Reinhardt and her though had in-advertly crossed path in another time and a sinking feeling took to her gut. Lynnette had made a few choice words, had he slewn..Sir Cedric had been adamant it seemed and she prayed it was no so. She hailed a monk aside to help her enscribe a letter, if only to sate her own curiosity and to assure her kinsmen-namely her mother, that she lived yet. It was a paltry thing that might assure her elder, but a worry gnawed and ate at the back of her mind.

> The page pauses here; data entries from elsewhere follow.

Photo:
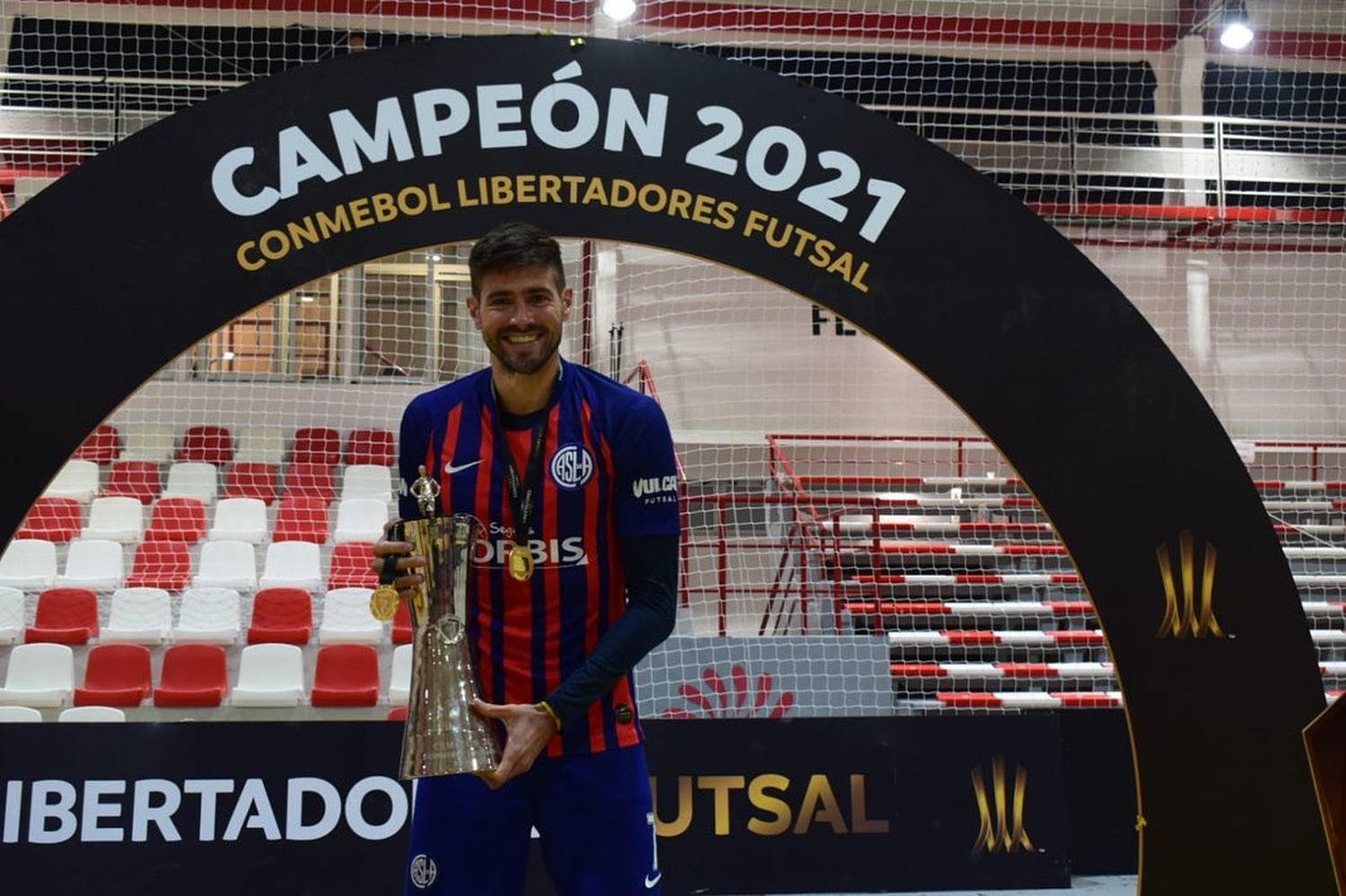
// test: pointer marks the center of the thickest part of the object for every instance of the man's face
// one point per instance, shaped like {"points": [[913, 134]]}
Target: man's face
{"points": [[520, 315]]}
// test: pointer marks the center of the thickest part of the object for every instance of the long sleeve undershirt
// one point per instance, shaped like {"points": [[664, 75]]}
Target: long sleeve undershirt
{"points": [[651, 568]]}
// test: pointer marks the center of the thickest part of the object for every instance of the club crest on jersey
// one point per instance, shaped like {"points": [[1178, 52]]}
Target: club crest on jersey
{"points": [[572, 465]]}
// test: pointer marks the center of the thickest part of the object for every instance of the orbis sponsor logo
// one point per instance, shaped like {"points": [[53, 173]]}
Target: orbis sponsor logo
{"points": [[654, 489], [193, 810], [549, 552], [767, 805]]}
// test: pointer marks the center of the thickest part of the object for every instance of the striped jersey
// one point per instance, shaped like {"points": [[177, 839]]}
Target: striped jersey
{"points": [[607, 473]]}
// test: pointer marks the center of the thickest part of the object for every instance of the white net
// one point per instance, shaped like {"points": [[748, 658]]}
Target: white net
{"points": [[850, 532]]}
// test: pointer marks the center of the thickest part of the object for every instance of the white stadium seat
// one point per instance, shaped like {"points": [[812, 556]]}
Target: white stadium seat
{"points": [[269, 675], [77, 479], [94, 564], [209, 616], [39, 675], [226, 564], [137, 616], [240, 519], [193, 479], [293, 564], [121, 519], [360, 519]]}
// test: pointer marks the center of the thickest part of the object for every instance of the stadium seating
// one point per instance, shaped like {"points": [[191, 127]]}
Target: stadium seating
{"points": [[261, 446], [116, 675], [102, 446], [282, 615], [93, 562], [346, 619], [317, 446], [150, 444], [240, 519], [77, 479], [39, 675], [19, 713], [269, 675], [29, 564], [301, 519], [65, 616], [92, 715], [371, 447], [11, 615], [209, 616], [178, 519], [136, 479], [366, 482], [248, 479], [207, 446], [161, 564], [139, 616], [346, 675], [193, 481], [226, 564], [310, 481], [56, 519], [293, 564], [121, 519], [400, 680], [193, 675]]}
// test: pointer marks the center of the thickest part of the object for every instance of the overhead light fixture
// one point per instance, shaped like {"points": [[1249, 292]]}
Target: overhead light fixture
{"points": [[618, 10], [1235, 29]]}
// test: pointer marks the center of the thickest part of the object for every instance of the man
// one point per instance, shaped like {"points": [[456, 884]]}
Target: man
{"points": [[575, 481]]}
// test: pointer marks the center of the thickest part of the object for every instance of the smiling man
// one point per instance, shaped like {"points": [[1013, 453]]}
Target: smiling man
{"points": [[572, 587]]}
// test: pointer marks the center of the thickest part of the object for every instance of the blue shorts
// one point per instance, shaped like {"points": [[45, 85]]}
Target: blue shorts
{"points": [[592, 812]]}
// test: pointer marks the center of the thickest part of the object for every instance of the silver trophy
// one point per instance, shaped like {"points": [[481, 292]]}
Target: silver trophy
{"points": [[443, 736]]}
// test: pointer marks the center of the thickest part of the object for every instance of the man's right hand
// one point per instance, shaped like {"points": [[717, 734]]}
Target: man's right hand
{"points": [[406, 564]]}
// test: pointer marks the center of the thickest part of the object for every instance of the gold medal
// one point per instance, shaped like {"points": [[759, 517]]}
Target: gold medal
{"points": [[382, 603], [520, 562]]}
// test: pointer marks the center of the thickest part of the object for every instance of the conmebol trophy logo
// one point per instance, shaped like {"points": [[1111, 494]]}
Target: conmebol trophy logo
{"points": [[735, 697]]}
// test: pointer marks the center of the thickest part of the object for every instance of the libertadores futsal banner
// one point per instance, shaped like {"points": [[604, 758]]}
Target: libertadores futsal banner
{"points": [[745, 806], [220, 207]]}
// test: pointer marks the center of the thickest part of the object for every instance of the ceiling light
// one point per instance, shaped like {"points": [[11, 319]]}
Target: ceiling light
{"points": [[618, 10], [1236, 32]]}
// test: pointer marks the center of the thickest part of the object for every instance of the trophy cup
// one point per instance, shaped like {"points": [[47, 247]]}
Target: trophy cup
{"points": [[443, 736]]}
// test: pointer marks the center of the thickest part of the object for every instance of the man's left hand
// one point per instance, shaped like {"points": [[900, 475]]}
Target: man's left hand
{"points": [[528, 728]]}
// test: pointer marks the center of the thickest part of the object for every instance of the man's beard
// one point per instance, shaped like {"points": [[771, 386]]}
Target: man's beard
{"points": [[527, 366]]}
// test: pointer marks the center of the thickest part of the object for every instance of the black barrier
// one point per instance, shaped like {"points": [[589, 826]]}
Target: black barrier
{"points": [[743, 806], [263, 188]]}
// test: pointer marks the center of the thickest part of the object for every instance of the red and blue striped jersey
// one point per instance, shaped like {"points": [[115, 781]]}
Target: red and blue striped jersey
{"points": [[608, 473]]}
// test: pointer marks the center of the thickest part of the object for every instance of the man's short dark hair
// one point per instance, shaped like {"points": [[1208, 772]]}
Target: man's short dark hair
{"points": [[514, 245]]}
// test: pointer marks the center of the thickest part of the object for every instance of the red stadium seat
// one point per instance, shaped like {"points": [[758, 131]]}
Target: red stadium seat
{"points": [[193, 675], [116, 675], [252, 481], [353, 567], [282, 615], [161, 564], [102, 446], [56, 519], [317, 446], [310, 481], [346, 675], [65, 616], [371, 447], [206, 446], [403, 623], [136, 479], [302, 519], [178, 519]]}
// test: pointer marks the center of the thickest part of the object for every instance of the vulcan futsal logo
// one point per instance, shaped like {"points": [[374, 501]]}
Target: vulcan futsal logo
{"points": [[572, 465]]}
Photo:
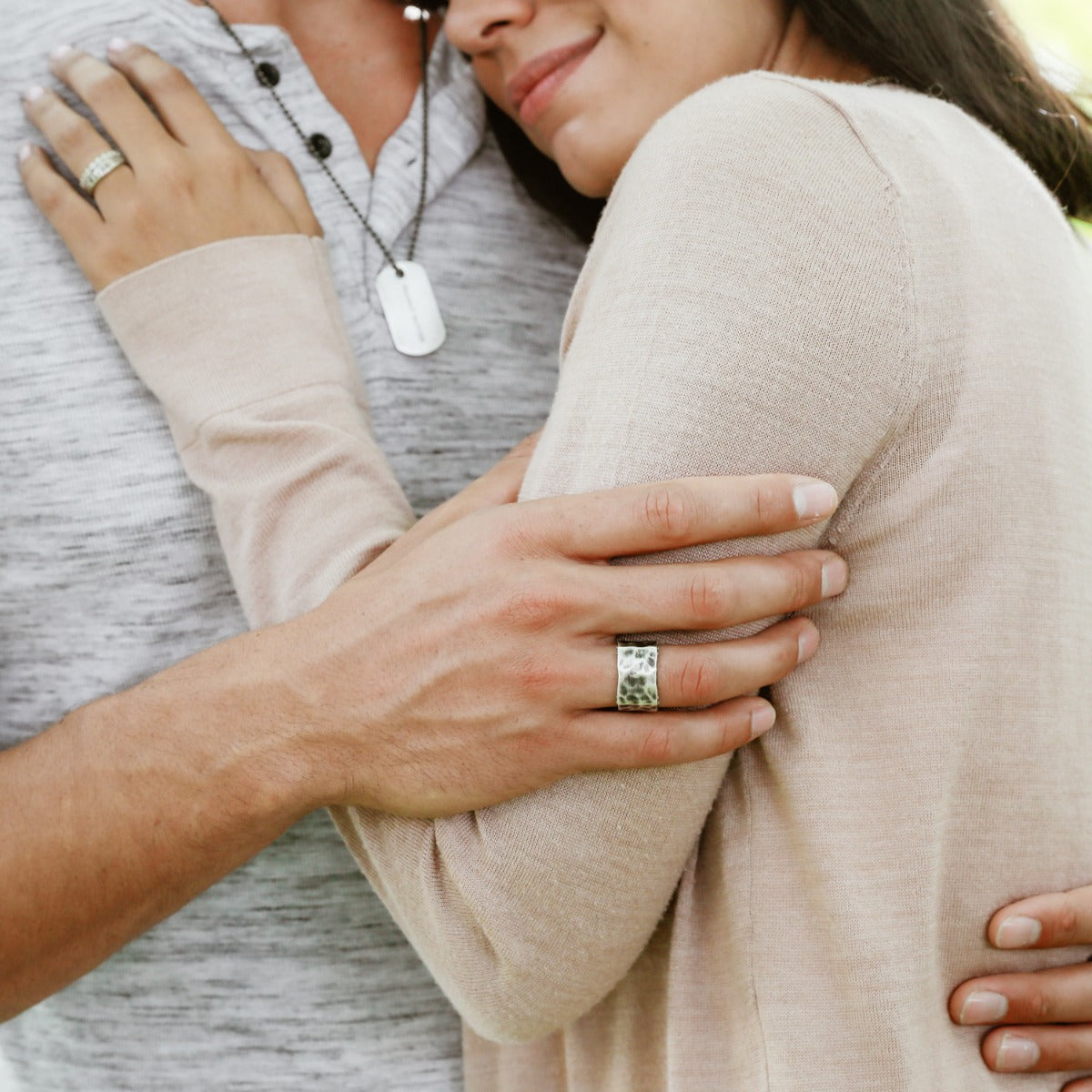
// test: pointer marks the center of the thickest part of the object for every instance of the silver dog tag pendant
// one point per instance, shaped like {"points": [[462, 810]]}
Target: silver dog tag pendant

Who else would need to hear from her, the thought left a bitter taste in her mouth..But she asked, then, who had killed Cyton’s eldest son? She did not know, for she hadn’t seen the field let alone what banners had flown that day-strictly men’s talk but she wondered if the aging woman could recall. It had been half a lifetime ago, and she did not want Sir Cedric’s guilt. Lynnette did not want to face this unintentional truth. She had far to much grief stored in the well of her heart to bare another's, mayhaps she could lend him some peace for it. So that they both might be free of the burden-but even that seemed fantastical. But perhaps it would serve him, like a friend might do. Such seemed in scant supply, but the pang of adrenaline-the one she knew before any fight tightened it's grip around her throat.